Growing up in India is a multicultural experience. There is something to learn about a new culture or religion every month of the year and one of the most widely celebrated festivals here is Eid.
The most important Muslim festival is known as Eid-ul-fitr, which literally means the festival of breaking of the fast. The month before Eid is a time of self-reflection and alms-giving, a time for family and community where Muslims thank Allah for all the good in their lives.
The month before the festival of Eid is known as Ramzan (in Urdu) or Ramadan (in Arabic). It is the ninth month of the Muslim calendar. It begins at the sighting of the 9th crescent moon and ends on the night of the 10th crescent moon of the lunar calendar. The day after the sighting of the 10th crescent moon is known as Eid and is one of two main festicals celebrated by Muslims the world over.
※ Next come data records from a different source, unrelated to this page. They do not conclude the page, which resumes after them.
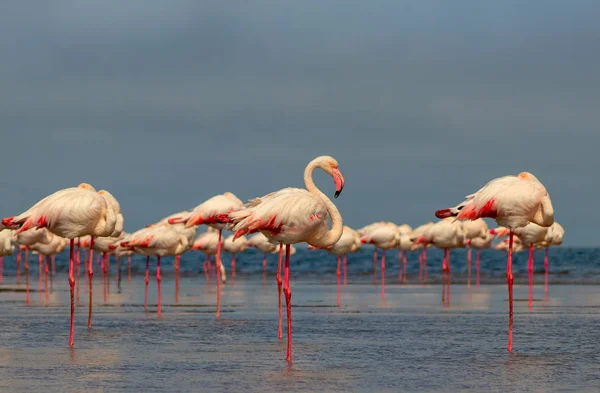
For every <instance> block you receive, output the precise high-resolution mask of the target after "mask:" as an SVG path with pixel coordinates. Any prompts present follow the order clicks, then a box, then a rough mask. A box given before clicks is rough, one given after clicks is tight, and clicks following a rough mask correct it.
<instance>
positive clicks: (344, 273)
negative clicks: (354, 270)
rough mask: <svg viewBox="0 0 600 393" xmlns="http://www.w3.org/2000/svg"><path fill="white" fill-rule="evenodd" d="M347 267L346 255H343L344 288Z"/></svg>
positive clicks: (347, 260) (345, 283)
mask: <svg viewBox="0 0 600 393" xmlns="http://www.w3.org/2000/svg"><path fill="white" fill-rule="evenodd" d="M347 267H348V255H344V286H346V268H347Z"/></svg>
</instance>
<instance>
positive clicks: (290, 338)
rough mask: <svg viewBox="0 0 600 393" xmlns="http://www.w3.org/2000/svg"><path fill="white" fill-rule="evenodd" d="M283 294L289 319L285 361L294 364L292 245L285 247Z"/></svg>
mask: <svg viewBox="0 0 600 393" xmlns="http://www.w3.org/2000/svg"><path fill="white" fill-rule="evenodd" d="M283 293H285V305H286V310H287V319H288V348H287V354H286V356H285V360H287V361H288V362H289V363H291V362H292V290H291V289H290V245H289V244H286V245H285V268H284V283H283Z"/></svg>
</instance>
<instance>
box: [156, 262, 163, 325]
mask: <svg viewBox="0 0 600 393" xmlns="http://www.w3.org/2000/svg"><path fill="white" fill-rule="evenodd" d="M160 281H161V277H160V255H159V256H157V257H156V289H157V293H158V295H157V298H158V301H157V303H158V306H157V307H158V316H159V317H160V316H162V311H161V305H160Z"/></svg>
The Muslim calendar is lunar and so it counts 1 month as 28 days- the time between 2 crescent moons. Since 1 year on the lunar calender is 11 days shorter than the Gregorian calendar, festivals like Eid move forward every year.
Ramzan has no connection with the cycle of the seasons or any event in history. It’s sole purpose is for Muslims to devote a part of the year to reflect on their lives and remember Allah. There are three main reasons why Muslims fast during the month of Ramzan:
1. It teaches you about compassion.
Not all people are fortunate to afford regular meals. Fasting helps you understand what people who cannot afford regular meals experience on a daily basis.
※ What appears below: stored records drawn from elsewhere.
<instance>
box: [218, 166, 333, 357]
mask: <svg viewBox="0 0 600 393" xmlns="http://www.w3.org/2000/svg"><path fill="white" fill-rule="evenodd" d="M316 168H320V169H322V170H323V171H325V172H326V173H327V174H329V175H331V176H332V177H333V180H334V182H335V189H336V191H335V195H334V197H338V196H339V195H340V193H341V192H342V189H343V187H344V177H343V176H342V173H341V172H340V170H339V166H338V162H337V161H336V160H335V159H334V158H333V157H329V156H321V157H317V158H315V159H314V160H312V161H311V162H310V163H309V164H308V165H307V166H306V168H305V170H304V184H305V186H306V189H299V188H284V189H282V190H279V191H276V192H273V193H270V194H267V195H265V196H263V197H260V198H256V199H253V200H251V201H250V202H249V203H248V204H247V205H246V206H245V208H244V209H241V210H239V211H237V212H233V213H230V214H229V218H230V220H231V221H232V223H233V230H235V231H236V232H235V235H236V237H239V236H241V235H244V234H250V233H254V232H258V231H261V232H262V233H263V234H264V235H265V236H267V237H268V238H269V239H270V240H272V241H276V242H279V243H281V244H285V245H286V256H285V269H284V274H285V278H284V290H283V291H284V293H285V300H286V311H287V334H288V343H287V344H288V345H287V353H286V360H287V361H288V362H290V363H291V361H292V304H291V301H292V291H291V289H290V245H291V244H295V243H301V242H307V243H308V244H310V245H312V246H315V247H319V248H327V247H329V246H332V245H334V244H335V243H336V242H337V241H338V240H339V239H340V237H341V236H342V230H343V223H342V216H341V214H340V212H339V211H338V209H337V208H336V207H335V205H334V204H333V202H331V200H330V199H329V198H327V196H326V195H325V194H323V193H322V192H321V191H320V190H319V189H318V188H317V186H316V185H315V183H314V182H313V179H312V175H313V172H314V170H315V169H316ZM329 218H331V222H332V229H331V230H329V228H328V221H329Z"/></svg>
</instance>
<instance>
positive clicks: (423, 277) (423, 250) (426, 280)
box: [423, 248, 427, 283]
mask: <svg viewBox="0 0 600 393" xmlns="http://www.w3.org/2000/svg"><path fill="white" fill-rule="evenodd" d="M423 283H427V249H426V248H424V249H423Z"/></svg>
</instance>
2. It teaches you self-control.
Fasting when there is temptation all around you helps build your will power which you can apply to other parts of your life as well.
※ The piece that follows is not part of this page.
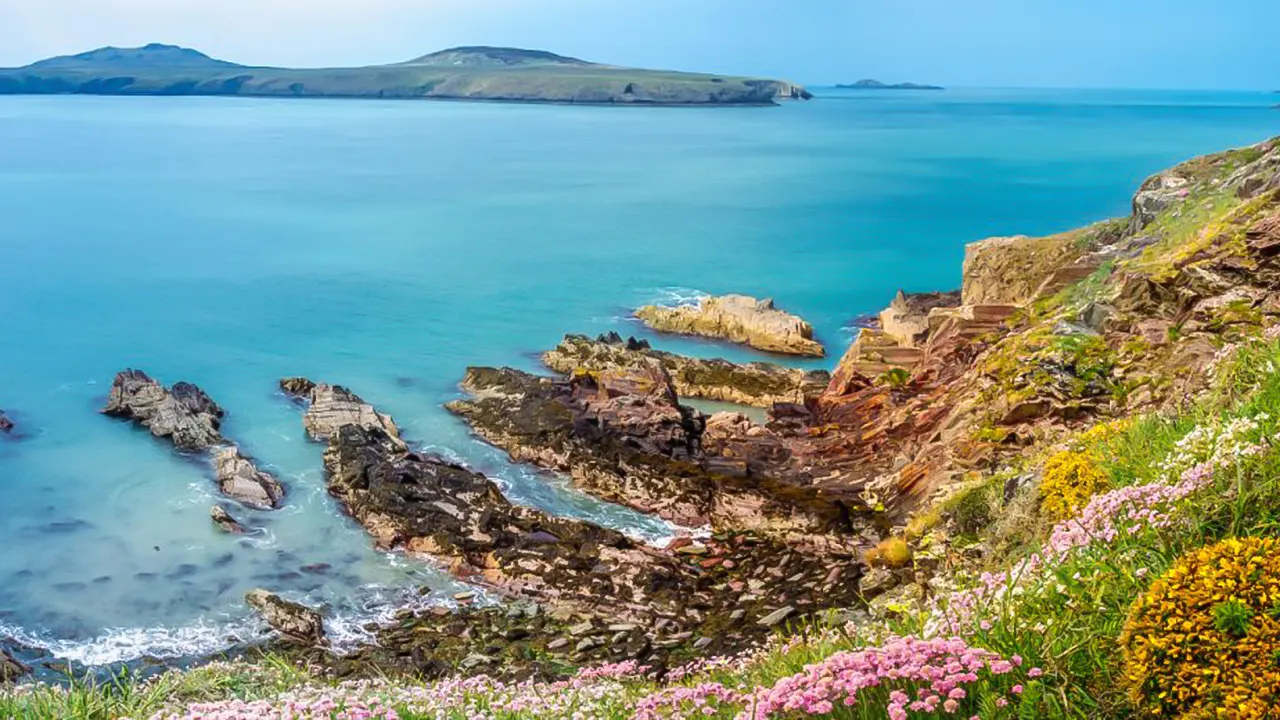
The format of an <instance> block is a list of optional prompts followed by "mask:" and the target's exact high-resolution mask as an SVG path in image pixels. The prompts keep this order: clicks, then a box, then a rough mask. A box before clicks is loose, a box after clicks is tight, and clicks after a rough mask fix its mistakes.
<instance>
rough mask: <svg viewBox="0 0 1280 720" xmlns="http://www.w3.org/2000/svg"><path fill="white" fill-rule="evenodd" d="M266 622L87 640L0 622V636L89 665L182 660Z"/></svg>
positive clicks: (104, 632)
mask: <svg viewBox="0 0 1280 720" xmlns="http://www.w3.org/2000/svg"><path fill="white" fill-rule="evenodd" d="M262 628H264V625H261V624H259V623H257V621H255V620H248V619H246V620H239V621H221V623H212V621H200V623H196V624H192V625H186V626H182V628H166V626H161V625H157V626H154V628H109V629H106V630H104V632H102V633H101V634H99V635H97V637H95V638H91V639H87V641H65V639H52V638H45V637H40V635H37V634H33V633H29V632H27V630H24V629H22V628H10V626H6V625H0V635H8V637H10V638H13V639H15V641H18V642H19V643H20V644H24V646H28V647H33V648H40V650H45V651H47V652H49V653H50V655H52V656H54V657H56V659H60V660H69V661H72V662H78V664H81V665H87V666H101V665H113V664H116V662H129V661H133V660H140V659H142V657H155V659H159V660H180V659H184V657H200V656H204V655H212V653H216V652H221V651H225V650H229V648H232V647H234V646H237V644H243V643H247V642H250V641H251V639H253V637H256V635H257V634H259V633H260V632H261V630H262Z"/></svg>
3. It allows you time to purify your body.
Because people fast during Ramzan, they become very aware of their bodies. This eventually leads to spiritual thoughts.
Roza, Suhoor and Iftar
Roza according to the Quran is the ritual fast in the name of Allah. People are not allowed to eat or drink while the sun is in the sky so they wake up before dawn to eat enough to keep them going through the day. This morning meal is known as Suhoor and people must keep their fast until after the evening prayer. The evening meal or iftar usually occurs outside a mosque itself. Most people will break their fast with some dates and a cup of water before moving on to heavier foods.
The day after the 10th crescent moon is a day of big celebration. As we have seen, Ramzan builds community by bringing people together over food and Eid is no different. The family will gather for a sweet breakfast before the morning prayer and then pray together.
The day is spent visiting relatives and friends while indulging in elaborate meals. Some of the tasty delights are haleem- a rich preparation made of wheat, barley, and meat; biryani; and a variety of sweets like suttar feni and vermicelli are also common.
- Muslims fast during the month of Ramzan to distance themselves from the material world and build self-control. Pick an activity that gives you a lot of pleasure and decide not to do it for a week. When that time is over, you will notice how much more you appreciate doing it once more.
- Eid ul fitr is one of two Muslim celebrations. Can you find out about the other major Muslim festival Eid-al-Adha (the feast of sacrifice)?
- Take the time to get to know someone’s Ramadan experience. Choose a friend or relative that has fated the entire month of Ramzan. Ask them the following questions:
- At what age did you complete your first fast?
- What did the first week feel like?
- Did it become easier as the month went along?
- How did you get over your hunger?
- What was the most memorable moment of your first Ramzan?